The theme of the conference, which "represented an alliance of Assyrian and Australian Christians," was "Australia's Future & Global Jihad," and its attendees are described as "wanting a halt to Muslim immigration into Australia in order to stop its Islamification." (An emerging Australian-Assyrian Christian alliance?, Gaspar, 28/11/09)

Clarke was lovingly introduced to the assembled concerned Christians by fellow MLC, and Christian Democrat crusader, the Reverend Fred Nile, as "a fearless and uncompromising leader on moral and Muslim issues."

So why exactly have Muslims become an 'issue' for Clarke? Well, 'Gaspar' reports him as telling his audience that "Christianity is under threat from MUSLIM EXTREMISTS [Islam Monitor's capitalisation] (who he sharply distinguished from peaceful Muslims)." Oh dear! The turbanned, scimitar-waving, moustache-twirling hordes are probably advancing on St Mary's Cathedral as we speak! Hijabs in the rear, of course.

The other speakers made up a stellar cast, including Jenny Stokes of Saltshakers, who discussed "Islam and the way it cynically exploits the interfaith movement"; Keith Piper of the Liberty Independent Baptist Church, who spoke about 'Leading Muslims to Christ', which, he claimed he had done - in shopping centres, no less - by "showing them they are victims of lies"; and the incomparable Danny Nalliah of Catch the Fire Ministries, who, among other things, talked about "how President Bush opened up the whole Middle East for Bibles to be brought in."

This lot'd do old Lyenko proud. Still, every cloud has a silver lining as they say, and this conference was no exception. It came in the form of Emmanuel Michael, chairman of the Assyrian Federation of Australia who must have stirred up no end of cognitive dissonance among the anxious Anglos when he expanded thus on the subject of life in Iraq under Saddam Hussein:

"Saddam was a dictator. But he did something for us [Assyrian] Christians. I want you to know this. He was a dictator for people who were against him. Saddam built churches for us. [The] Australian government doesn't do that. Saddam built a church for our community. I want to mention this because he was a dictator. But he did a few things good. One of them was that. And the other was [when] he went to my village, called Sharafiya, north of Mosul. He was surprised. He said to the priest who was greeting him... 'Why are your houses built of mud-brick?' They said, 'Because this land is not ours, it belongs to the Catholic Church' and we have to pay rent'. He said, 'Alright'. He went immediately to the head of the [Catholic] Church and said, 'I'm buying this village'. Saddam bought the village and came back less than 2 hours later and said, 'The village is now yours. It's your property. You can build on it'. And he gave $15,000 to each family. At that time the dinar was worth $3. Now it is worth nothing. You see, he did things to help us, to protect us."

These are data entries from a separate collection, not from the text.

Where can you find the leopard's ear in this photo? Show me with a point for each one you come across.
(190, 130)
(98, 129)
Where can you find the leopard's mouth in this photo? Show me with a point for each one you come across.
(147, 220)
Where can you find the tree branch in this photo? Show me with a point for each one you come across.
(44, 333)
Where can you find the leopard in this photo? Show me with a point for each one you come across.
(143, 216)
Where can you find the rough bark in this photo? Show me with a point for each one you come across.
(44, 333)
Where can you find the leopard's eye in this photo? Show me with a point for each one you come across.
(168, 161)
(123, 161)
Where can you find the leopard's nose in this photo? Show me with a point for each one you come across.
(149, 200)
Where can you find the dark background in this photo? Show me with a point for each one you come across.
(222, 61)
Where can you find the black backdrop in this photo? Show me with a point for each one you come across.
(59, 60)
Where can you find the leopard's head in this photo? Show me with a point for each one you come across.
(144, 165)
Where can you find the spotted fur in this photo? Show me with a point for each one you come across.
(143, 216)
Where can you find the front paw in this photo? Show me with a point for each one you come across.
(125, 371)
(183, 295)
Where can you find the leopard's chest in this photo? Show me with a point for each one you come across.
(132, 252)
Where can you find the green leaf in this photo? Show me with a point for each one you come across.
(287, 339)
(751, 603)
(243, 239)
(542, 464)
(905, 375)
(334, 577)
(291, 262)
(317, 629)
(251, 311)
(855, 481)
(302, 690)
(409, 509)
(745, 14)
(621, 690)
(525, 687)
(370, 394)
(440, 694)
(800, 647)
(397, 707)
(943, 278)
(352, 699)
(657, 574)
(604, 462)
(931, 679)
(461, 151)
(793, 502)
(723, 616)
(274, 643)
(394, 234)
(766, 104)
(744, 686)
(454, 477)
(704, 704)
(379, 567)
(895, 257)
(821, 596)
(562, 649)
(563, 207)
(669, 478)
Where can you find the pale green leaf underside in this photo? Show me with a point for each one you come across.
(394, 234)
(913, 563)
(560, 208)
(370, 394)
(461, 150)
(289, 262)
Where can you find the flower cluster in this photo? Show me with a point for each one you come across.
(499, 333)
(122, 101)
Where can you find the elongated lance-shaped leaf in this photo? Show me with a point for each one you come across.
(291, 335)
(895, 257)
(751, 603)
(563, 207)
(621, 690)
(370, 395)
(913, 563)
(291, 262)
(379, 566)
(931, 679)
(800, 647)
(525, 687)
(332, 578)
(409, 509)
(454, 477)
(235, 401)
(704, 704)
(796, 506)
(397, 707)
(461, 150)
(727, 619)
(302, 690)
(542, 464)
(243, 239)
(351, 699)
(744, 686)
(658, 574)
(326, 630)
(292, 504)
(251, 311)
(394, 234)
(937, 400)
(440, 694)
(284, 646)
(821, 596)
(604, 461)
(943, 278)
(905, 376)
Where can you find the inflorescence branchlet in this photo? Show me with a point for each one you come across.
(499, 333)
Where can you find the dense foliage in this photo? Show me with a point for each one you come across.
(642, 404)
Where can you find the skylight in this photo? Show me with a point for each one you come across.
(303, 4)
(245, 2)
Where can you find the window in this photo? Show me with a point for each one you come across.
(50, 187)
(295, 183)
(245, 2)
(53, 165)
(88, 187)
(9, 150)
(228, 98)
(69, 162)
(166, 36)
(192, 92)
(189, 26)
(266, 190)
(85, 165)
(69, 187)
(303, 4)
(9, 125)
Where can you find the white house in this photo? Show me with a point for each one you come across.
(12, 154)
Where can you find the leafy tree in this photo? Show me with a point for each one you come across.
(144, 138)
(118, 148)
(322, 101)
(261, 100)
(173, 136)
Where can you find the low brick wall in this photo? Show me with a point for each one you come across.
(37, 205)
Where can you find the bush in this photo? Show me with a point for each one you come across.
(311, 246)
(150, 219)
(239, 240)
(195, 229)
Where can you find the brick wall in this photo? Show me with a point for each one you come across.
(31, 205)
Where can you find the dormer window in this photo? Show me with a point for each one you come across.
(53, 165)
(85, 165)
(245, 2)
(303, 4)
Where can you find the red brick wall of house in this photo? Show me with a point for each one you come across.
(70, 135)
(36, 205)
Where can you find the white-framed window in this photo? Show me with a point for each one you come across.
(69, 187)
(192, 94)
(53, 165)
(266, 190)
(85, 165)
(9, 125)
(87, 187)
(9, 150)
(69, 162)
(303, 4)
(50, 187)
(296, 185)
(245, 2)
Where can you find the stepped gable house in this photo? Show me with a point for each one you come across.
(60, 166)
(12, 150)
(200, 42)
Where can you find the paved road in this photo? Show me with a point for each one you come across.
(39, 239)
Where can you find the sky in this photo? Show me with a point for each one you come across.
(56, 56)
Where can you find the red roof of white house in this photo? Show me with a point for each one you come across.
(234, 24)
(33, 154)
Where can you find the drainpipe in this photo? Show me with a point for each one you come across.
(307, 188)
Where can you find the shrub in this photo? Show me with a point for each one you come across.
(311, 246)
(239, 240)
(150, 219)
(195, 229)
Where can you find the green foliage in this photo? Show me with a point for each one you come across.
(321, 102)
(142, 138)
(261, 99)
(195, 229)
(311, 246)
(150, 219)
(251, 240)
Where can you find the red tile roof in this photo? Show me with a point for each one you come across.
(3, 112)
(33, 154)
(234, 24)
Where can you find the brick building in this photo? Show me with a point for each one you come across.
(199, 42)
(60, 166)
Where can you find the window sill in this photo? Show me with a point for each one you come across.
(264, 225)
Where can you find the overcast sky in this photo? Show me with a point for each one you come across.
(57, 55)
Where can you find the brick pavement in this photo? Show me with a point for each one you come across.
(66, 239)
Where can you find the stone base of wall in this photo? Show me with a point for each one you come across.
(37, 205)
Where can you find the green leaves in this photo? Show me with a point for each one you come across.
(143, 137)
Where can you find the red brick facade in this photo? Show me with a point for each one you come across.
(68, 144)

Poor old David, Fred, Danny and the rest must have had heart attacks. Even the guy who'd faithfully recorded the conference's goings on for islammonitor.org, calling himself Gaspar, felt compelled to append the following bracketed comment: "Now there's a bandwagon for the mainstream media to jump on: life was better for Iraqi Christians under Saddam Hussein than under America."

But I digress. Yes, whatever the vibes passing between Urbanchich and Clarke in the old days, Clarke's obviously got a bee in his bonnet about them Muslims these days, and that obviously goes some way toward explaining his conversion to Zionism.

But is that all there is to it? Perhaps Aaron's references to Urbanchich's ethnic branch stacking and use of violent extremists provides the key. David Clarke, of all people, must surely know a good old ethnic branch stack when he sees one. And God knows if Israel isn't the mother of all ethnic branch stacks. Think about it.